IDC predicts that by 2020 there will be a projected 30 billion connected "things" and a revenue opportunity of $1.7T for the ecosystem (IDC #248451, May 2015). For security service providers this is a terrifying yet exhilarating prospect. Terrifying because providers such as consultancies, systems integrators, security vendors, and managed security service providers (MSSPs) know that the communication stream for many of these things is not like legacy internet protocol communication between IT devices. Exhilarating because there is a lot of money to be made* in this "wild west frontier" of securing these newly connected endpoints.
Initially IDC believes there will be an explosion of security consulting services offered to help the user with IOT and that the IT buyer should look to providers with a broad set of the below capabilities.

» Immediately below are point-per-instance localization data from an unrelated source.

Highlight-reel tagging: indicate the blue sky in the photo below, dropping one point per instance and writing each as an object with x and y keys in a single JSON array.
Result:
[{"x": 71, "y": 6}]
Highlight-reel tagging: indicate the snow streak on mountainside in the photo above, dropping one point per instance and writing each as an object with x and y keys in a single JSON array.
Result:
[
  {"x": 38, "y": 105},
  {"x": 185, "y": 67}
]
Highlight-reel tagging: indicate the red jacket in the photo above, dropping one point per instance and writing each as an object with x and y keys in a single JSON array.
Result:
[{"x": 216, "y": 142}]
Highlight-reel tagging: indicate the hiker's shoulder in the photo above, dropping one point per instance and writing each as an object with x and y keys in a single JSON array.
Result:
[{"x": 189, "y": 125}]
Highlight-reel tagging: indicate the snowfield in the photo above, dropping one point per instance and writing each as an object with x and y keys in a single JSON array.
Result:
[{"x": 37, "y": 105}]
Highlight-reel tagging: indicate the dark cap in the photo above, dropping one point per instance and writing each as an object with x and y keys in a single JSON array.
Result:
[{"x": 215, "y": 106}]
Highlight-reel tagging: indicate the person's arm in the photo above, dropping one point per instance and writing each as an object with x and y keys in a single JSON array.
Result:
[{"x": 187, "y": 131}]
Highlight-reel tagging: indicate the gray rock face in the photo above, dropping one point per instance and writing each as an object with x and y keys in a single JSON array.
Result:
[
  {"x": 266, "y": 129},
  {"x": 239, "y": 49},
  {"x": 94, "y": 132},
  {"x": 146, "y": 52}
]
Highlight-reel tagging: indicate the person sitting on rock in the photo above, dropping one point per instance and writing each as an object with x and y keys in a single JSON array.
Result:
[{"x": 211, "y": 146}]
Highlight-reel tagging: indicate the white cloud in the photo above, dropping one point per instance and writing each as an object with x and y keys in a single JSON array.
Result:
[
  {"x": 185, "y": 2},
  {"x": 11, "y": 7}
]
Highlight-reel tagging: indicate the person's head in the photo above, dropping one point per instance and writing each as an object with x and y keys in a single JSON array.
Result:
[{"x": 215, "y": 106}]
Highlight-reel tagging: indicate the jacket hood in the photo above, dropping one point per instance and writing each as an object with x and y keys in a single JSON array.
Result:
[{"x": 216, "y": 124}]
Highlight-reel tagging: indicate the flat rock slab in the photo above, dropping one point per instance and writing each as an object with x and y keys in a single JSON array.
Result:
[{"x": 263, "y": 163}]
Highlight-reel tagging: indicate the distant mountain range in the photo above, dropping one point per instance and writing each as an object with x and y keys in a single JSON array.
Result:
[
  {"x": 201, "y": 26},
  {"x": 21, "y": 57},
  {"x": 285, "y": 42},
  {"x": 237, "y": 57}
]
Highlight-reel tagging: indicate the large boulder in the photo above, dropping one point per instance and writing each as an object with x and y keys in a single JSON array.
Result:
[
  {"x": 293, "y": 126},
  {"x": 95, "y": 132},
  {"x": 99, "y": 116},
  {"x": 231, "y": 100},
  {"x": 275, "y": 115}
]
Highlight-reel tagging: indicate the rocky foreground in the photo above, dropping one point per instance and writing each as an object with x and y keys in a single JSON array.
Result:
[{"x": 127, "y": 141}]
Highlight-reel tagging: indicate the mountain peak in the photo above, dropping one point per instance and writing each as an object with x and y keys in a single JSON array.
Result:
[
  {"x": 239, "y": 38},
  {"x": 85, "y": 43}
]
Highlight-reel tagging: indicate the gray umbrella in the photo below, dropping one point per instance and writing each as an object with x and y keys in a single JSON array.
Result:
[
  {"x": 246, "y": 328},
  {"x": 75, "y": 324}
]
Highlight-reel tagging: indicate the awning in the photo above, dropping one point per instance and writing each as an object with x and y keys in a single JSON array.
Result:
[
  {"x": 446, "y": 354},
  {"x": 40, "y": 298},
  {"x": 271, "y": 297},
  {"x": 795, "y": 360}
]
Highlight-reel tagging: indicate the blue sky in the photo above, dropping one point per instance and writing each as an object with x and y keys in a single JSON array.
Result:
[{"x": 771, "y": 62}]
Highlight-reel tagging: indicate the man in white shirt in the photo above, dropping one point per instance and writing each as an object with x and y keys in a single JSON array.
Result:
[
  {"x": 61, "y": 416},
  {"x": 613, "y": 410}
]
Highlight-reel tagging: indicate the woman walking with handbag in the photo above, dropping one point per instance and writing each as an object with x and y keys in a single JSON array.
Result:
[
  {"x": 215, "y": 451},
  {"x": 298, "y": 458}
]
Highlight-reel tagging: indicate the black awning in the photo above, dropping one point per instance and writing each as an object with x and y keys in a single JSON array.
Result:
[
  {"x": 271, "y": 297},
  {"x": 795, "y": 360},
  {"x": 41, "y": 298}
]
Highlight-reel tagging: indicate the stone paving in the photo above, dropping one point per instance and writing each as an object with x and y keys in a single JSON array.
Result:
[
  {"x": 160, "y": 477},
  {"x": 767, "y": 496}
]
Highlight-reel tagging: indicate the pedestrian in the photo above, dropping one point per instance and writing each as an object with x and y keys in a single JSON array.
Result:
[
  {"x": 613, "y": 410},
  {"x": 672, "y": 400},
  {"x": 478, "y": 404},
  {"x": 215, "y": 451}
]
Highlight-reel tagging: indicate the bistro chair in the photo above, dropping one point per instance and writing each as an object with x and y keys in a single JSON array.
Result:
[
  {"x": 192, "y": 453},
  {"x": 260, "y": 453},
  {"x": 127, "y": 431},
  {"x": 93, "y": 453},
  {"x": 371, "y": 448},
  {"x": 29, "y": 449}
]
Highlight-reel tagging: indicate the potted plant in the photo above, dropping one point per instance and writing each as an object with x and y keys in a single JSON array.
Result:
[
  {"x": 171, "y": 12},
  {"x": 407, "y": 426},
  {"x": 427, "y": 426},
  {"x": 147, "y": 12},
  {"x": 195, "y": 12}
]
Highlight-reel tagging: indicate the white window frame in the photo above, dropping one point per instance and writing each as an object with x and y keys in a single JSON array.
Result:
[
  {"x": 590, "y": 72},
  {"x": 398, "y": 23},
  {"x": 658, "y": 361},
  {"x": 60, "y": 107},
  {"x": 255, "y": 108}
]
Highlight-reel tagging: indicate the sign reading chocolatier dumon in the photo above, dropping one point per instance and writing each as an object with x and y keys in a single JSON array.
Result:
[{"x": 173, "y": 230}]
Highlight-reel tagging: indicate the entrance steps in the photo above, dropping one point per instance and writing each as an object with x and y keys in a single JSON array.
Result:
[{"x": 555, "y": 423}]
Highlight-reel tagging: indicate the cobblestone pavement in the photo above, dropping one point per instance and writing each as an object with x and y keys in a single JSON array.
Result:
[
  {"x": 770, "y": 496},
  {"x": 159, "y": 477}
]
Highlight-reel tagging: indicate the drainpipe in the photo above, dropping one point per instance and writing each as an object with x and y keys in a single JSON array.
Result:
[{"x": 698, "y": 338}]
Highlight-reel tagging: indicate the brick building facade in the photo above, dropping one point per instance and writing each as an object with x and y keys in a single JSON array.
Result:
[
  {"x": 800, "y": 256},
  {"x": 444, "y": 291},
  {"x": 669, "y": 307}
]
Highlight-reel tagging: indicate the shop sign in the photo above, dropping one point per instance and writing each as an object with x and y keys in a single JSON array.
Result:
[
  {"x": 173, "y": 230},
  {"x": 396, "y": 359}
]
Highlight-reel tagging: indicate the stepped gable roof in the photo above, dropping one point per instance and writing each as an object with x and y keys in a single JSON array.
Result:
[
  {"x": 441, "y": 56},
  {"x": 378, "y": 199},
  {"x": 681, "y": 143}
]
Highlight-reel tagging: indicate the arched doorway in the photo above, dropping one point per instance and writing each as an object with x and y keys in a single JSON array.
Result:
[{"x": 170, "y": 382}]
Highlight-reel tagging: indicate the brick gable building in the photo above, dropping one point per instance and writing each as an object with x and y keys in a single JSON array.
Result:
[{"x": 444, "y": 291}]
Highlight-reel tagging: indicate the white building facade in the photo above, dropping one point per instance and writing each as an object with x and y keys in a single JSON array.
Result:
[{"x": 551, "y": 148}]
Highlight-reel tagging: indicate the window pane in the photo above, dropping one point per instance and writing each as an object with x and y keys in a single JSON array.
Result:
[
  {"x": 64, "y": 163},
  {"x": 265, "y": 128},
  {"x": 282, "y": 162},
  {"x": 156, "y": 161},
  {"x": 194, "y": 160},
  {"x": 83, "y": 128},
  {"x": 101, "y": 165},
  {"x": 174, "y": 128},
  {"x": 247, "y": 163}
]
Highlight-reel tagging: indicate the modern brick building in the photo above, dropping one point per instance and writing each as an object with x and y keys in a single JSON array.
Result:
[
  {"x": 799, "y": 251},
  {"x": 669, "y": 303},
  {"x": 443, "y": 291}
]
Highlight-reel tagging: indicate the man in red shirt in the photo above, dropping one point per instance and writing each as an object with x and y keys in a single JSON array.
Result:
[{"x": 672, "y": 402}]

Specifically IT security buyers will need to engage services firms to:
- Assess assets (data, applications, devices, systems, vendors), identify vulnerabilities, and build a plan for securing assets by criticality
- Design asset classification grids with policies and procedures that support the business
- Create and implement infrastructure monitoring solutions
- Assess workers from an insider threat perspective and develop user awareness programs to reduce the risk of insider threats
- Build and practice deploying an incident response program from alert to forensic retrieval with clear role and responsibility delineation including lines of business (CEO, CFO, legal, public relations, HR) and IT
- Create, derive, and apply data analytics from connected things
- Iterate use of threat intelligence gathered from IOT to predict and thwart future attacks
In addition, implementation of the above plans and integration of controls, security devices and policy will push buyers to engage systems integrators for assistance.
IOT is one of the greatest innovations of our time connecting humans, machines and things together in ways that will drive advancements and improvements to human life in a multitude of ways. But unfortunately these connected things come with a dangerous lack of forethought to securing them and us. Service providers are scrambling to help the enterprise join the IOT revolution securely and some understand the challenges better than others. While no service provider will have a long history in working with IOT because it so new, IT buyers should look for providers with some track record in assessing the enterprise IT environment in industries such as the ones listed above. In addition, knowledge about how the operational technology (OT) side of the house works will bring familiarity with the convergence between IT and OT and the legacy disconnect between them.
Because IoT is an emerging innovation, buyers need to think panoramically about the implications and opportunities for the entire organization and its customers, suppliers, partners, and employees. Greater connectivity promises greater reward, but it also carries greater risk. Security considerations and requirements should be front and center in every phase of planning and execution.
*IoT market revenue is considered "largely incremental to worldwide information and communications technology (ICT) revenue" (IDC #248451, May 2015).